Sookie Stackhouse is a telepath in love with a vampire which works especially well because Sookie can’t “read” vampires. Sookie works for a shape shifter at Merlotte’s Bar & Grill in Bon Temps, Louisiana. This is billed as a “Southern Vampire Mystery” which really is a very accurate description although I’d sure throw a dash of romance into the mix liberally sprinkled with erotic scenes as well as humor. It may all sound over the top, but in Charlaine Harris’s capable hands, it’s an alluring mix.
Lately Bill, the vampire, has been spending inordinate amounts of time in front of his computer, and Sookie is missing the great intimacy they once shared. Suddenly Bill tells her that he must take a secret trip to Seattle on behalf of the queen of Louisiana without his direct superior, Eric, the sheriff of Area 5, knowing about it. Sookie has no choice but to go on with life as usual until a very uncouth werewolf shows up at the bar and tries to kill her. When Eric shows up to protect her, she is told that Bill never went to Seattle but met up with an old girlfriend, and Bill has now been kidnapped in Mississippi. Eric enlists Sookie and her telepathic abilities to go to Mississippi to see what information she can gather from the humans who hang out with local vampires and “supes” at Club Dead. While there she is escorted by stunning werewolf Alcide Herveaux.

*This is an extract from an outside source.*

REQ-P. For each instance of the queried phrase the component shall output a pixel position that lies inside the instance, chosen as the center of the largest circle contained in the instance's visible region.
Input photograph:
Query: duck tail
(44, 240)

While all this may sound farfetched, Charlaine Harris has a way of making it all seem quite plausible. Explanations are given on qualities of the supernatural, and human Sookie even reacts with laughter at hearing of the vampire kingdoms into which America is divided. She learns more about shape shifters and “weres” from her new companion right along with us. She’s lived such a protected life in a small town where she stays away from all the input from other people. Now she’s involved with all sorts of magical beings and realizes that they are individuals, too, although oftentimes with a different set of morals.
When Sookie shares with her werewolf companion Alcide what she’s learned, he says: “You seem like the most regular person I ever met, and it’s hard to remember you’ve got all this extra stuff.” Sookie keeps her wits and humor intact. In the middle of trying to find Bill, she shares, “I had never supposed that our romance would go smoothly. It was an interspecies relationship, after all. And Bill was a lot older than me. But this aching chasm I felt now that he was gone – that, I hadn’t ever imagined.”

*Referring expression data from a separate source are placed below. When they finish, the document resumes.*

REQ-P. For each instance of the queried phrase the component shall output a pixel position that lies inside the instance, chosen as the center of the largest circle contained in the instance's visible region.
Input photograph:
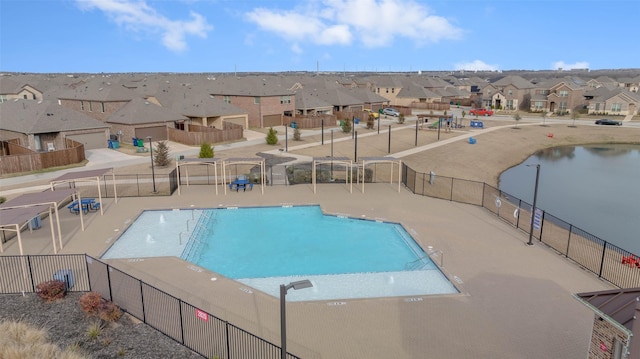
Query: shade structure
(18, 212)
(256, 161)
(197, 161)
(86, 176)
(364, 161)
(346, 161)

Sookie comes to realize that she is involved with these extraordinary worlds whether Bill returns home or not because the vampires know of her telepathic abilities and will go to great lengths to obtain her services. Yet it is wise to remember how rebellious and resourceful Sookie can be.
I thoroughly enjoyed the mystery of Bill’s kidnapping, the romance of Bill and Sookie, the Southern values and locales, the erotic overtones, the supernatural worlds mixing with the human world and with each other. It is a delightful merging of different cultures to create a broader view of life in a believable way.